Last month's PAEC hearing has educated us significantly on the changing status of Victoria's Bus Plan. 

The idea that it might have a written implementation plan attached appears all but dead, given repeated DTP failures to find funding, even if on the cheap through internal savings. But there's still been progress for buses, with some welcome though ad-hoc service upgrades and significant advocacy from the community. 

When these happen the government invariably describes them as being part of Victoria's Bus Plan, perhaps to save face. It is this action that is the true Bus Reform Implementation Plan; not a coherent document but whatever the government decides to fund for buses at the moment. And, to the extent that community bus advocacy campaigns are successful, it is these as much as DTP who could be said to have shared in its 'writing' as policy anarchy reigns.  

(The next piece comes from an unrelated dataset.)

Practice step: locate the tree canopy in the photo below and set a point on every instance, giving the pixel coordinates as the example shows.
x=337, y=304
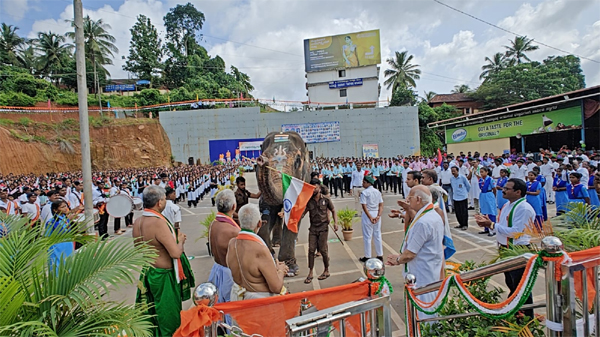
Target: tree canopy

Other Building Melbourne's Useful Network items are here

1 comment:

Heihachi_73 said...

The reform also needed Lonsdale St to be rid of parked cars in the bus lanes on the weekend, not just Hoddle St. The parking hours in the CBD still reflect 1990s bus timetables finishing by 7PM and being next to nonexistent on weekends, not frequent SmartBus services.

Also, the half-hourly evening and weekend timetables and early Sunday finishes need to go ASAP for SmartBuses to be taken seriously.